Wort statt Brot?

Was uns der Verzicht auf das eucharistische Brot lehren kann...
Viele Christen vermissen in dieser Zeit der Pandemie die Teilnahme am Gottesdienst und den Empfang des eucharistischen Brotes, die Kommunion. Diese Entbehrung zeigt, wie wichtig die Erfahrung der Gemeinschaft und die Begegnung mit Jesus Christus, dem Herrn, im Zeichen des eucharistischen Brotes ist. Es ist zu wünschen, dass dieser Verzicht möglichst bald beendet werden kann.

Vermutlich wird es aber noch einige Zeit dauern, bis der Verlauf der Epidemie eine gefahrlose Teilnahme aller am Gottesdienst in der Kirche möglich macht. Die Teilnahme am Bildschirm ist nur ein schwacher Ersatz. Diese schmerzhafte Entbehrung kann uns über eine andere Möglichkeit der Begegnung mit dem Herrn nachdenken lassen.

Wir können dem Herrn nicht nur im sakramentalen Zeichen des Brotes begegnen. Auch in der Verkündigung des Wortes ist er gegenwärtig. Man spricht vom Tisch des Brotes und dem Tisch des Wortes. In beiden Feiern ist Christus real gegenwärtig und können wir ihm begegnen. Diese alte Wahrheit haben wir Katholiken nach dem II. Vatikanischen Konzil wiederentdeckt. So heißt es in der Dogmatischen Konstitution über die göttliche Offenbarung „Dei Verbum“, dass die Kirche
„die Heiligen Schriften immer verehrt wie den Herrenleib selbst, weil sie, vor allem in der heiligen Liturgie, vom Tisch des Wortes Gottes wie des Leibes Christi ohne Unterlass das Brot des Lebens nimmt und den Gläubigen reicht“ (DV 21).
Papst Benedikt XVI. spricht in seinem Schreiben „Verbum Domini“ im Jahre 2008 von der
„Sakramentalität des Wortes (…) in Analogie zur Realpräsenz Christi unter den Gestalten des konsekrierten Brotes und Weines“. Weiter schreibt er: “Die Verkündigung des Wortes Gottes in der liturgischen Feier geschieht in der Einsicht, dass Christus selbst in ihr gegenwärtig ist und sich uns zuwendet, um aufgenommen zu werden“.
Papst Franziskus hat am 30.9.2019 den „Sonntag des Wortes Gottes“ eingeführt, um die Bedeutung des Wortes Gottes zu unterstreichen.
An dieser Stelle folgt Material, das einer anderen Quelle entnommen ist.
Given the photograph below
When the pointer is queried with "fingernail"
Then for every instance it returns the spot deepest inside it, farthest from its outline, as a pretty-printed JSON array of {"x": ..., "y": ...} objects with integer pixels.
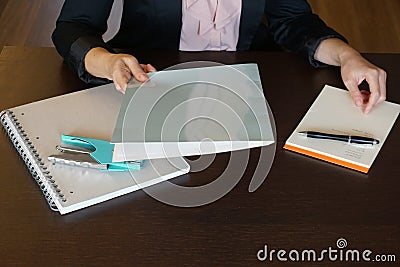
[{"x": 143, "y": 77}]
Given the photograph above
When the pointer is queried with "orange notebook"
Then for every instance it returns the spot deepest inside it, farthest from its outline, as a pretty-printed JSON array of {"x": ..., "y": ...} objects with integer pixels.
[{"x": 334, "y": 112}]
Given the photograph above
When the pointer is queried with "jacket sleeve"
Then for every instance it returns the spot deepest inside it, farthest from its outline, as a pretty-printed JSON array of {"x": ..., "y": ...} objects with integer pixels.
[
  {"x": 296, "y": 28},
  {"x": 79, "y": 28}
]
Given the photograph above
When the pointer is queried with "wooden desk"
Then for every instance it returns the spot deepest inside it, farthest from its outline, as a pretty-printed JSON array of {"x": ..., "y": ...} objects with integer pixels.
[{"x": 303, "y": 204}]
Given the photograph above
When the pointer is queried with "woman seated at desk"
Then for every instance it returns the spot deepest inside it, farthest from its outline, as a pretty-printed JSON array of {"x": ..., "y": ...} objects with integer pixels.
[{"x": 198, "y": 25}]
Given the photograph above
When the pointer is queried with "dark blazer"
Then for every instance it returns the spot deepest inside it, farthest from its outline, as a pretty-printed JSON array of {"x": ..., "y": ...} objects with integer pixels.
[{"x": 156, "y": 24}]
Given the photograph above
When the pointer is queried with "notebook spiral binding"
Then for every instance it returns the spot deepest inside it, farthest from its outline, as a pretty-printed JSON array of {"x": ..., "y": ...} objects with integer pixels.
[{"x": 32, "y": 159}]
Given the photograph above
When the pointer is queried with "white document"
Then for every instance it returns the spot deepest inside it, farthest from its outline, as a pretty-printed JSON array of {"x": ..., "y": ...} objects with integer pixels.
[
  {"x": 193, "y": 112},
  {"x": 334, "y": 112}
]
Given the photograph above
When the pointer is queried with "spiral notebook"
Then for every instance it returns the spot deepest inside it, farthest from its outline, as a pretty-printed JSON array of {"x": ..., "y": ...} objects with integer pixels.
[{"x": 35, "y": 130}]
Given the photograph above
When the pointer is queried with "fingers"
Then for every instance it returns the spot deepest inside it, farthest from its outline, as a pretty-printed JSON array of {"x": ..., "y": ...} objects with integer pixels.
[
  {"x": 124, "y": 67},
  {"x": 357, "y": 69},
  {"x": 148, "y": 67},
  {"x": 352, "y": 86},
  {"x": 121, "y": 79},
  {"x": 136, "y": 69}
]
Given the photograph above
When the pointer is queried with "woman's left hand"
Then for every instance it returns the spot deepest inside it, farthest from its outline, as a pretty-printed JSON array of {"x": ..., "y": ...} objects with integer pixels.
[{"x": 354, "y": 69}]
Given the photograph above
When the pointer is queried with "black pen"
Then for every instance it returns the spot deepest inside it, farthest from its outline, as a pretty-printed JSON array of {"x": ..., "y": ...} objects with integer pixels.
[{"x": 351, "y": 139}]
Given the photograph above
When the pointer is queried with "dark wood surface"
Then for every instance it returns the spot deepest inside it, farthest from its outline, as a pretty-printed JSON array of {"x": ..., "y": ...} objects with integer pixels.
[{"x": 303, "y": 204}]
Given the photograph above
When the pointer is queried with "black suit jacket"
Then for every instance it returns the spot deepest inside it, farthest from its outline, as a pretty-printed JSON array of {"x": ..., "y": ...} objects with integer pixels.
[{"x": 156, "y": 24}]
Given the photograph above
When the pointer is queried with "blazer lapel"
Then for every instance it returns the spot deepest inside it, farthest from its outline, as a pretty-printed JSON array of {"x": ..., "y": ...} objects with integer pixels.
[{"x": 250, "y": 20}]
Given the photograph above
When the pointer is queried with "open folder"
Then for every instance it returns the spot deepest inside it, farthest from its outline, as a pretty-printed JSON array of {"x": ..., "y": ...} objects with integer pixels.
[{"x": 193, "y": 111}]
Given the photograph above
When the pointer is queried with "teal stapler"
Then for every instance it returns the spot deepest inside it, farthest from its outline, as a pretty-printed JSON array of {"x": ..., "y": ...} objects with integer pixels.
[{"x": 90, "y": 153}]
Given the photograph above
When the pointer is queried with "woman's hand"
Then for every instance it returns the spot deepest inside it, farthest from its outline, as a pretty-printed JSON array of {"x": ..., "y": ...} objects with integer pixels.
[
  {"x": 116, "y": 67},
  {"x": 354, "y": 69}
]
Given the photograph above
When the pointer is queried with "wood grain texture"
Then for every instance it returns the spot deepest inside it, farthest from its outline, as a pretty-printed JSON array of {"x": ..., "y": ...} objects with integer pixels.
[{"x": 369, "y": 25}]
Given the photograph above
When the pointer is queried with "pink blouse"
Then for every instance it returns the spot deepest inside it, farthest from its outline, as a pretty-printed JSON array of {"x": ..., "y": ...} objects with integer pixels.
[{"x": 210, "y": 25}]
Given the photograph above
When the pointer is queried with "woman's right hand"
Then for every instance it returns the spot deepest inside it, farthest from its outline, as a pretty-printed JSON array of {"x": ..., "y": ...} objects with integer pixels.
[{"x": 116, "y": 67}]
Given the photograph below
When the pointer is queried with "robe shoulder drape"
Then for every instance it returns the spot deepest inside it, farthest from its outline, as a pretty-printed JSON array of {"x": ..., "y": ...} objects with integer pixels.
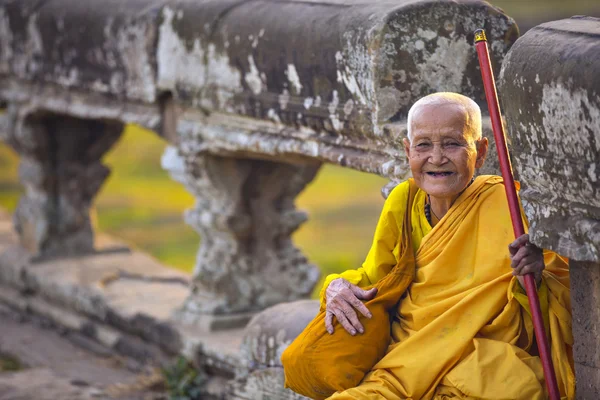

Die Wort – Gottes – Feier ist eine gute Möglichkeit im familiären Kreis die sakramentale und reale Gegenwart Christi und die Begegnung mit ihm zu erfahren. Sie ist unmittelbar und nicht wie die Mahlfeier durch die Übertragung verfremdet und ohne Kommunionempfang nicht vollständig. Für die Osterfesttage gab es darum eine Anleitung, um einen Ostergottesdienst, eine Wort-Gottes-Feier, zuhause feiern zu können. Dazu dienten auch die Impulse zu den vergangen Ostersonntagen. Für diesen Sonntag findet sich eine Anleitung und ein Impuls zum Evangelium am Ende dieses Textes.

Die Antwort auf die Frage am Anfang „Wort statt Brot?“ lautet natürlich: Wort und Brot. Wir benötigen beide Begegnungsmöglichkeiten (und andere, z.B. Gegenwart Jesu im Nächsten).
Wichtig ist die Verlebendigung der Zusage Gottes: Ich bin bei Euch!